Для него было аксиомой, что большинство женщин не умеют обращаться с пенисом и либо смотрят на него как на торпеду, которая вот-вот взорвется,
либо хватают так, словно это старый рычаг коробки передач и его можно беспрепятственно крутить в любую сторону.
Женщины в основном вспоминали Джека с удовольствием, потому что ему нравились и они сами, и их тела, а кроме того, он всегда говорил правду: он никого не способен полюбить, это какое-то генетическое нарушение и ничего он с этим поделать не может, по крайней мере, пока паука не придумает что-нибудь, чтобы спасти его от существования без любви.
Джек с премьер-министром стояли в темном неподвижном вагоне Северной линии метро. Премьер-министр ненавидел темноту. Однажды один шахтер в робе с иголочки и блестящем шлеме показывал ему старинную шахту. Когда они достигли самого глубокого забоя и скрючились, глядя на угольный разрез через защитное стекло, погас свет. Тогда в анонимной темноте премьер-министр завизжал как девчонка. Старый шахтер засмеялся и сказал:
— Это что тут за детка темноты боится?
Премьер-министру не хватило смелости в чисто мужской компании признаться, что детка — это он.
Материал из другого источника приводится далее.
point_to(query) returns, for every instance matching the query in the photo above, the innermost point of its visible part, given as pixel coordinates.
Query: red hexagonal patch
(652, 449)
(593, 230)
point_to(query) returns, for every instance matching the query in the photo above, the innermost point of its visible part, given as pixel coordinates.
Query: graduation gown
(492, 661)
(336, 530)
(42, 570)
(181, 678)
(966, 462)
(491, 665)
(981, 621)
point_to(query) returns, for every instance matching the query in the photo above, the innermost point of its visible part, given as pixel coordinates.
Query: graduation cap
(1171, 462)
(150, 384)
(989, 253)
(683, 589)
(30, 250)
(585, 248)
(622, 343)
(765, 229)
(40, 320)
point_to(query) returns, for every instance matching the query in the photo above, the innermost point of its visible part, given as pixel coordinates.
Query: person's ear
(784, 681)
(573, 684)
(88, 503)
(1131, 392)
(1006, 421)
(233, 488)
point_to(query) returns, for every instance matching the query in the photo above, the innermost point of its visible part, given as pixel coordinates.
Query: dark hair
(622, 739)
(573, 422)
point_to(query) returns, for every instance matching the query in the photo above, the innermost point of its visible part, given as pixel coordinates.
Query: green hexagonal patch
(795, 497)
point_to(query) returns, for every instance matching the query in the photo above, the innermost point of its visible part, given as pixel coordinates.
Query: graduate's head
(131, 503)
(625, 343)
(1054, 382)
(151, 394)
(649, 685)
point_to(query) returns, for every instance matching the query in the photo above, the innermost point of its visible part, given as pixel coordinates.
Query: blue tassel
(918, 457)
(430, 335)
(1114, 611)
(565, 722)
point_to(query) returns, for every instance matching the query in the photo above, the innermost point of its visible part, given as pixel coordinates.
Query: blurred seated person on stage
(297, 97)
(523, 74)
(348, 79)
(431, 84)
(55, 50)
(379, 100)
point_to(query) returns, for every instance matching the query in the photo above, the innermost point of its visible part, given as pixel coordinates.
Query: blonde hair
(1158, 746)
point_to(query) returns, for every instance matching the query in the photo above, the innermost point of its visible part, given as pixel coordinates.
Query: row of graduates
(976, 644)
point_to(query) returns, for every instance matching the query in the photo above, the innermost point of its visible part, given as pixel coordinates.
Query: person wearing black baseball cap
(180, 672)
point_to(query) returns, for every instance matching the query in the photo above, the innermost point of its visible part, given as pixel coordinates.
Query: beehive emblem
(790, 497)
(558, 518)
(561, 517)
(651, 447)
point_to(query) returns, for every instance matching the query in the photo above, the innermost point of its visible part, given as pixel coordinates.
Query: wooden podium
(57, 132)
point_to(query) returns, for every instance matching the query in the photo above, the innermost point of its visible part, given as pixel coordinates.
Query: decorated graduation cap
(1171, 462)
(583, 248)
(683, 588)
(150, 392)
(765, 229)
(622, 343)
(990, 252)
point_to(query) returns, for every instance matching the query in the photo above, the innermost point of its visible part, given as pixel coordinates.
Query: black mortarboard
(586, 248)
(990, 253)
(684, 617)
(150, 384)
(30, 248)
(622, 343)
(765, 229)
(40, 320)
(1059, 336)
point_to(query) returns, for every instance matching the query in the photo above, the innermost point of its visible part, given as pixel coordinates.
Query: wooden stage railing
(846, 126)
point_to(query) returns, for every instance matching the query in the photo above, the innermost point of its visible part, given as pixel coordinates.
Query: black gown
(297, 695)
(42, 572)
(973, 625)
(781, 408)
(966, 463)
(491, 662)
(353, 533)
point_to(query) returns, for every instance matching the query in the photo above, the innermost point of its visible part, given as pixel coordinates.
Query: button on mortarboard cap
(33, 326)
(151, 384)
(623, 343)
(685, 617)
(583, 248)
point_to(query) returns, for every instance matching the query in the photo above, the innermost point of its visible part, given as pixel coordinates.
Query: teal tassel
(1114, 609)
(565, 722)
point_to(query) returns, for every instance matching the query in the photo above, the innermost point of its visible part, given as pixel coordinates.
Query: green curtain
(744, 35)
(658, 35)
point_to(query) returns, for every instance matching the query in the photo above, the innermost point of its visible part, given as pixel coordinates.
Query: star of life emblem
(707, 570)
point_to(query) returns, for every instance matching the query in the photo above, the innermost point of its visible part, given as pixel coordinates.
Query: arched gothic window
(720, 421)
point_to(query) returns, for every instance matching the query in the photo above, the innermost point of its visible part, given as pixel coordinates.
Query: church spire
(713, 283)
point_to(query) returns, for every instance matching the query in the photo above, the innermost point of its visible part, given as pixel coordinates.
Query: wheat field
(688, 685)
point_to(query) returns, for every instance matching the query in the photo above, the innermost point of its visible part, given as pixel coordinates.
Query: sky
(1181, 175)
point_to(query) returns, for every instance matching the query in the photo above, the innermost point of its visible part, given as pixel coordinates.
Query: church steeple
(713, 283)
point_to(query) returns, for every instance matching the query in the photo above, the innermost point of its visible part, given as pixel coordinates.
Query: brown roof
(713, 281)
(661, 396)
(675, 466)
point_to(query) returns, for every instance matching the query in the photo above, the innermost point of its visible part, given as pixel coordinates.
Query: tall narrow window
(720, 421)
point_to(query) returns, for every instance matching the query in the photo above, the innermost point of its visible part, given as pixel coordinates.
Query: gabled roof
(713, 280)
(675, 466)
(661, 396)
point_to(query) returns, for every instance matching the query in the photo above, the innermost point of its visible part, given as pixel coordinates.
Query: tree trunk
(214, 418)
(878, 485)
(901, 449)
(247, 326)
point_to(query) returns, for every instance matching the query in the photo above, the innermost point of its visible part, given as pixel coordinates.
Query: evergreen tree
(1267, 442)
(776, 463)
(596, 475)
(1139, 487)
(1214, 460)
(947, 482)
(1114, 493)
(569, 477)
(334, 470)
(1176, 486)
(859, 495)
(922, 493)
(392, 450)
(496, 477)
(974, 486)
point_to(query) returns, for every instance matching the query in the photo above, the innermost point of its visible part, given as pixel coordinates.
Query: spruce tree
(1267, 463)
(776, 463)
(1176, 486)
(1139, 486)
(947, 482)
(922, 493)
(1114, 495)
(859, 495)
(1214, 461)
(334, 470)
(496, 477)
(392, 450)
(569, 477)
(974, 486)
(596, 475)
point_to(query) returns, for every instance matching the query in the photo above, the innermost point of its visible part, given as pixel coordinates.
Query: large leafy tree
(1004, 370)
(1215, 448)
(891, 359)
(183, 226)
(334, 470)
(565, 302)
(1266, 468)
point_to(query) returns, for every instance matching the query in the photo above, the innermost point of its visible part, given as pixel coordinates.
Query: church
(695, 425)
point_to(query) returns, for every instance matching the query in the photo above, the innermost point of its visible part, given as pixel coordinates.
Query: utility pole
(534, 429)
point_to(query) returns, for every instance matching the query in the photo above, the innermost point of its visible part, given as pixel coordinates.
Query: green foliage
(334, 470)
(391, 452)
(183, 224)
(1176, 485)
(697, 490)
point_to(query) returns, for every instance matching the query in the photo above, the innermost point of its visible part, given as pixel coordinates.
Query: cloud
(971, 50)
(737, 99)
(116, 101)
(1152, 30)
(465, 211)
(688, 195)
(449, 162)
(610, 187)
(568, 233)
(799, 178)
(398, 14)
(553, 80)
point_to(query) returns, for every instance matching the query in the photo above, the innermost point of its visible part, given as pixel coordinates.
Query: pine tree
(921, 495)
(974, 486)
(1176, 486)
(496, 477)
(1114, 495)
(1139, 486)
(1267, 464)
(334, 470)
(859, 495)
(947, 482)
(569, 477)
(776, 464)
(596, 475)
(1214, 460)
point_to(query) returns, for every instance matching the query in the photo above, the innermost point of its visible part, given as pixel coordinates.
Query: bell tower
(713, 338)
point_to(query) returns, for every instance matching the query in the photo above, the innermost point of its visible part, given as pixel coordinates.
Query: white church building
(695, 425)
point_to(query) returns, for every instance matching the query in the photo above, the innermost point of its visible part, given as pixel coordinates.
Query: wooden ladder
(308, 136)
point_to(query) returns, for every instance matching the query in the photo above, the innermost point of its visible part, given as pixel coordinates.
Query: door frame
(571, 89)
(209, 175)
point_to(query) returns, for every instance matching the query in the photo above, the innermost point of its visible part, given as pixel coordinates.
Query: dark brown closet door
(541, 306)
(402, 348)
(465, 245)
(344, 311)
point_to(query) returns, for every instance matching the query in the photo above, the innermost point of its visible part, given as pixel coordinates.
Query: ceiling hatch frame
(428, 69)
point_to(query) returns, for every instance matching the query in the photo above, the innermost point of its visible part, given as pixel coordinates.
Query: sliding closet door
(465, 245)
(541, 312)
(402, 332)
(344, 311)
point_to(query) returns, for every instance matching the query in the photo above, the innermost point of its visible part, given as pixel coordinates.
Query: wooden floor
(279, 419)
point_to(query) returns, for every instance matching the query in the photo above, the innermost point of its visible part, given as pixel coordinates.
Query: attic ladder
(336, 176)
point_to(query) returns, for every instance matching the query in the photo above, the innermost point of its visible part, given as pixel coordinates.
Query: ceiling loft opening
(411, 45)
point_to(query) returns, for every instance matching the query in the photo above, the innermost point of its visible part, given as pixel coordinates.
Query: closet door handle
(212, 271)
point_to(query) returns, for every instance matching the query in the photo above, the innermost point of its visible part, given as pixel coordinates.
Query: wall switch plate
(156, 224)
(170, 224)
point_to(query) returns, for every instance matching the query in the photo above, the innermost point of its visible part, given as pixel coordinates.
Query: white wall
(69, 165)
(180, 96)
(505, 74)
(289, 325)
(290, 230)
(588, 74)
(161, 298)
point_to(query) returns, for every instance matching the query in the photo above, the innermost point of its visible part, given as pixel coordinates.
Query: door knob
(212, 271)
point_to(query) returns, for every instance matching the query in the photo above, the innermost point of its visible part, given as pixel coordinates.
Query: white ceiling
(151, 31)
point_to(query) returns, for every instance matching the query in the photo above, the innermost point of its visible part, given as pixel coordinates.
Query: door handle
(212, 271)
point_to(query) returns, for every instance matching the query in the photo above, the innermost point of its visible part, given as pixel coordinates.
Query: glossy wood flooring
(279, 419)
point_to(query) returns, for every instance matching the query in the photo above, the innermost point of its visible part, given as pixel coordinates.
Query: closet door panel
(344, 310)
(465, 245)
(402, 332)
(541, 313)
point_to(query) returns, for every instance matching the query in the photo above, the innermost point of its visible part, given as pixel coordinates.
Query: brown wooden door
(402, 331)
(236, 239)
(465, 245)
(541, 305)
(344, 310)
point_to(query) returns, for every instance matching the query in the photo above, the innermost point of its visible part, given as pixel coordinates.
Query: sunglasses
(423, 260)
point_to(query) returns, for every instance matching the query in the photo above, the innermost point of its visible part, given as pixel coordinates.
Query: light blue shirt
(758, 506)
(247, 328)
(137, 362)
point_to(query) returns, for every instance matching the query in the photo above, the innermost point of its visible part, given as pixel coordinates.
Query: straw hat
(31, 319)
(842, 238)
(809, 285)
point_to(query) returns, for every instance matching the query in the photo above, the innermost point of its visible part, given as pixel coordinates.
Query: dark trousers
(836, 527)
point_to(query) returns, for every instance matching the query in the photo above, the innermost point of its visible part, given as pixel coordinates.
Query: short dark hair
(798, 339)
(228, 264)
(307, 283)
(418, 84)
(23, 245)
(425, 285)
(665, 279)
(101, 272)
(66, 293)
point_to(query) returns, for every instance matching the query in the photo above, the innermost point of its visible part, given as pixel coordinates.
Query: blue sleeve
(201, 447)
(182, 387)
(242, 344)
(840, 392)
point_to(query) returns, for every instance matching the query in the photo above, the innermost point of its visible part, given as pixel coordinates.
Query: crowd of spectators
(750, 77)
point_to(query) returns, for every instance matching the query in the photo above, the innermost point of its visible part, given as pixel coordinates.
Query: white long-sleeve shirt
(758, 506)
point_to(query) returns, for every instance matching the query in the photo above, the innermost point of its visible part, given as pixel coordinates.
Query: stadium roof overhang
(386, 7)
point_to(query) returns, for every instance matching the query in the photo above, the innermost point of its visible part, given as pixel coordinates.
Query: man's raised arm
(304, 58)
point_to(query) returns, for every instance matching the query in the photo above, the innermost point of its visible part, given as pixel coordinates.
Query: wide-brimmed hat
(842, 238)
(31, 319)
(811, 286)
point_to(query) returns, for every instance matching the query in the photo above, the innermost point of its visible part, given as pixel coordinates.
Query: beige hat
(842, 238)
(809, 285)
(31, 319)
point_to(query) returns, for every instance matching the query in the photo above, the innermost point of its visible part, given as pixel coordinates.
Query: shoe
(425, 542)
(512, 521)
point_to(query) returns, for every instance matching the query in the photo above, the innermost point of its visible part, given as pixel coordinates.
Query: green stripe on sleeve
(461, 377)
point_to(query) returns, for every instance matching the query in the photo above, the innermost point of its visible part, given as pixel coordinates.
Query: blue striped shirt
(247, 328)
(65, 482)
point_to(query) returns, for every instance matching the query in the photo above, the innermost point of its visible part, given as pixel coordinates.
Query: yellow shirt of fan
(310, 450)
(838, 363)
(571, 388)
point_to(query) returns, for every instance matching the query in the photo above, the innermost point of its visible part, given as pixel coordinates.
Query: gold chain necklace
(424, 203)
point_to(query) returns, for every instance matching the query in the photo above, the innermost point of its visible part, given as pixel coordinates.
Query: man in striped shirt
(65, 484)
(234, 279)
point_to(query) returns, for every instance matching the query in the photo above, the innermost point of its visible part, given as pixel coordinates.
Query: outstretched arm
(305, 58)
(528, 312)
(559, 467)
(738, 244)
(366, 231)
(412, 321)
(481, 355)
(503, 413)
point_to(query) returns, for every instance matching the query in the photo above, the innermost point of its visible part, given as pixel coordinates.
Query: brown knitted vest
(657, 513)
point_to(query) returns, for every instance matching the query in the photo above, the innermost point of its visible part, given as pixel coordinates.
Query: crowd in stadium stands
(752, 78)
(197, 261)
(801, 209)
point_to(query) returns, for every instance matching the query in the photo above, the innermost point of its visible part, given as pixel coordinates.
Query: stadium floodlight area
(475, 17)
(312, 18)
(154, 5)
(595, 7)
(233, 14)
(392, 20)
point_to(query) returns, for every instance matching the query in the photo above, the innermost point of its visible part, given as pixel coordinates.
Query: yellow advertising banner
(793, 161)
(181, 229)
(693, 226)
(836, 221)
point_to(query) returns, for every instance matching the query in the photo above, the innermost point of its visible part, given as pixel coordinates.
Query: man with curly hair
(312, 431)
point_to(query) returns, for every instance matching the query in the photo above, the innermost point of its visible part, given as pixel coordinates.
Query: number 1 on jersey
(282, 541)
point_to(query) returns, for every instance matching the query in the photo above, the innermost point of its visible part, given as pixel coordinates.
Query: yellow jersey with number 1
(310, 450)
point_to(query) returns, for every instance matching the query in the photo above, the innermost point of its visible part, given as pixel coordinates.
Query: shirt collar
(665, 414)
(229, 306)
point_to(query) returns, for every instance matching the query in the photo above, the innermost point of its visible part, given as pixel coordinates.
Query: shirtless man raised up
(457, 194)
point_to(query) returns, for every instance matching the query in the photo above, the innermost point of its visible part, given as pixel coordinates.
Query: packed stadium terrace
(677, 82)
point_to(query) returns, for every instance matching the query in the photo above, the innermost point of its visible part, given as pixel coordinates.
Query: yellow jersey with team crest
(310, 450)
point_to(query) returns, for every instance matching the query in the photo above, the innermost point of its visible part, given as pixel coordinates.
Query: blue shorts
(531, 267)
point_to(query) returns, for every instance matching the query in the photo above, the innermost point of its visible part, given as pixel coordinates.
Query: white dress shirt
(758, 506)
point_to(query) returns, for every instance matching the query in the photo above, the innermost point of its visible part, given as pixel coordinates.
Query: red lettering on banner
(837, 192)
Не станешь ведь объяснять, что ни разу не спал в полной темноте — с той самой ночи, когда похоронили маму.
Премьер-министр и остальные члены группы тогда скорчились, ожидая, пока под землю спустят аварийный генератор.
Теперь же он замер, ухватившись за петлю, свисавшую с потолка вагона, и по чашечкам соблазнительного и вызывающего бюстгальтера его жены струился пот. Какой-то сумасшедший принялся орать про сэра Клиффа Ричарда, мол, тот сманил Хэнка Марвина в секту свидетелей Иеговы.
Дальше по вагону мужчина с образованным произношением сказал:
— В последний бля раз еду этой сраной долбаной Северной линией. Лучше на карачках потащусь в этот сраный Кэмден-таун на хер.
Полный слез женский голос попросил:
— Родди, ну пожалуйста, давай переедем за город. Медленно текли минуты, и среди незнакомцев неуверенно завязывались беседы. Сумасшедший обратился к вагону и сообщил всем, что Дэвид Бэкхем — новый Мессия, а Джереми Паксман[33]— Антихрист.
Система громкой связи издала высокий свист, и голос с южно-лондонским акцептом лаконично объявил:
— Дамы, господа и все прочие, лондонское транспортное управление с сожалением сообщает, что в связи с правонарушением, совершенным представителем общественности, данный поезд вынужден простоять еще минут двадцать. То есть два десятка минут. Опять-таки, лондонское транспортное управление приносит извинения за причиненное неудобство.
Очень немногие видели изнутри квартиру Джека на Айвор-стрит в Кэмден-тауне. Ему нравилось большинство людей, а кое-кого он почти полюбил, но считал невозможным делить жилое пространство с кем-то еще. Джек слишком ценил мелочи быта. Его передергивало, если полотенце висело не ровно посередине горячего полотенцесушителя в ванной, и буквально корежило, если баночка с соленьем не стояла вровень с собратьями в шкафчике для консервов и варений. Каждый предмет в маленьких комнатках его квартиры имел свое постоянное место. Джек был счастлив, только когда каждая ложечка лежала в правильном ящичке, а каждый компакт-диск стоял на своей полочке в алфавитном порядке.